In California the attorney general is responsible for writing the title and summary for state ballot measures and at the local level the sponsoring agency has the authority to write the description of a tax or bond measure. These are "official" descriptions that are separate from the pro and con ballot arguments that promoters and opponents are entitled to submit.

Attorney General Bill Lockyer has used his power to describe ballot measures to influence the outcome of elections and enhance his own political prospects. For example in the year 2000 a handful of wealthy Silicon Valley businessmen placed Proposition 39 on the state ballot to make it easier to raise property taxes.

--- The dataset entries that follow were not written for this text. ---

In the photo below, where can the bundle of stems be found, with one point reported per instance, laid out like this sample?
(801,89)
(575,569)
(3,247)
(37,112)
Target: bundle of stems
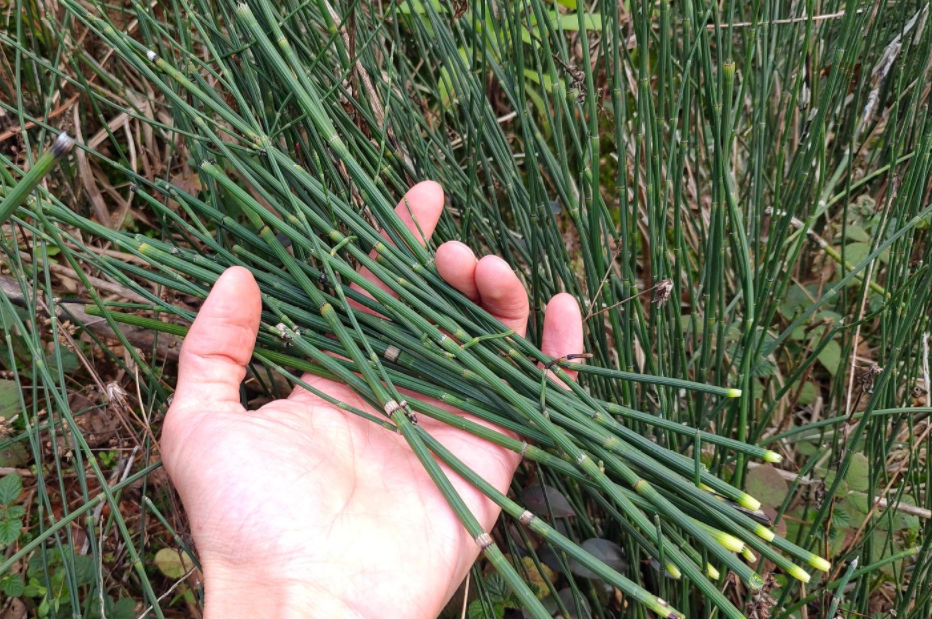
(305,120)
(285,189)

Although the measure reduced the vote needed to approve local school bonds from the existing two-thirds standard Lockyer merely described it as requiring a 55 percent vote to approve these bonds thus leaving out information that could be critical to the voters’ decision. The issue was taken to court by taxpayers where a judge agreed that the
ballot summary was misleading because it did not indicate what existing law was. But because the statement was not within itself "false" he declared he was unable to alter it. Post election analysis shows that thousands of voters may have supported Proposition 39 in the belief that it made bonds more difficult to pass not easier.

Oh and the attorney general? He was a member of the committee sponsoring Proposition 39.

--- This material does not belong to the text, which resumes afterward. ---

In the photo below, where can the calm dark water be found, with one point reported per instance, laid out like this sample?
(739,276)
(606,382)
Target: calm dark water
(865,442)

As bad as this abuse of the process may seem it at least receives occasional scrutiny from the media. Worse yet are the seldom-challenged descriptions provided by local agencies for bond and tax measures.

Under this system a bond will be described as providing numerous beneficial improvements to facilities that in turn will allow for a higher level of service to the public. The proposal sounds like a good deal because short shrift is given to the increased burden on taxpayers and the actual long-term cost of bonded indebtedness. Without revealing the negative impact that accompanies passage of these measures the descriptions become nothing less than advocacy. Since bond/tax backers also provide the ballot arguments in favor they essentially are given two opportunities to convince voters to say yes.

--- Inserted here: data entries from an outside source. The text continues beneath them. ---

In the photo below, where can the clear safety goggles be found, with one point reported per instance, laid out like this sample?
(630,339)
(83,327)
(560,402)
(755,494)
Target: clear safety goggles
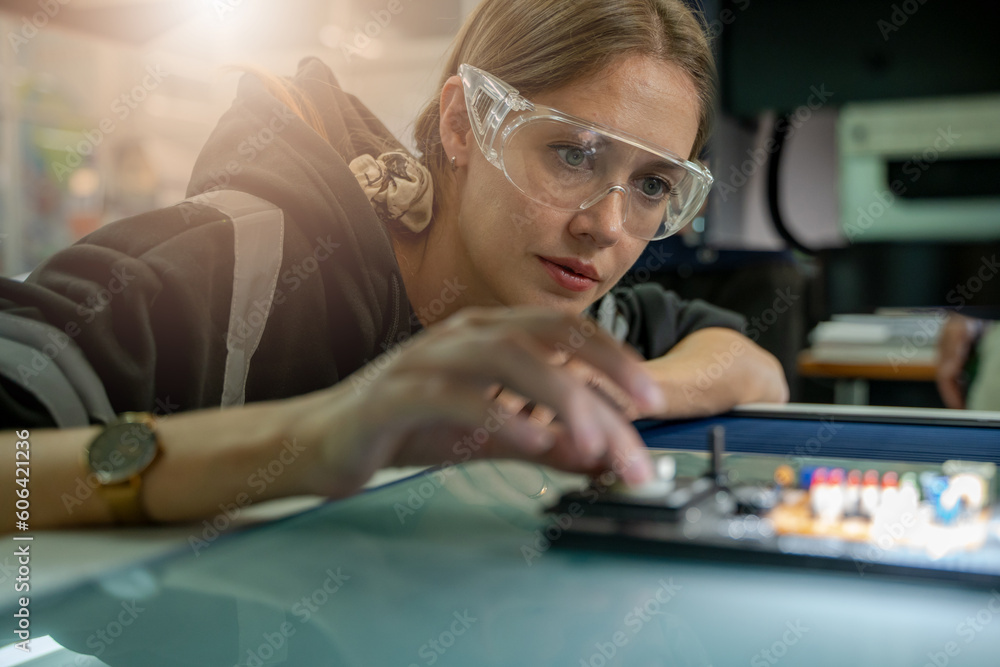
(570,164)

Whether or not one believes these descriptions constitute "lies" may hinge on how one regards the intentional elimination of critical information. For most of us the answer is clearer than that provided by a former president who when quizzed about his own untruths famously said ""It depends on what the meaning of the word ‘is’ is."

If one shares the view of many taxpayers that the opportunity to prepare ballot measure descriptions is frequently abused by the responsible officials the question becomes what to do?

Perhaps compelling officials to go before grand juries to defend their version of the "facts" contained in ballot descriptions and allowing these bodies to demand edits would be a step closer to truthfulness and full disclosure.

Jon Coupal is president of the Howard Jarvis Taxpayers Association — California’s largest taxpayer organization — which is dedicated to the protection of Proposition 13 and promoting taxpayers’ rights.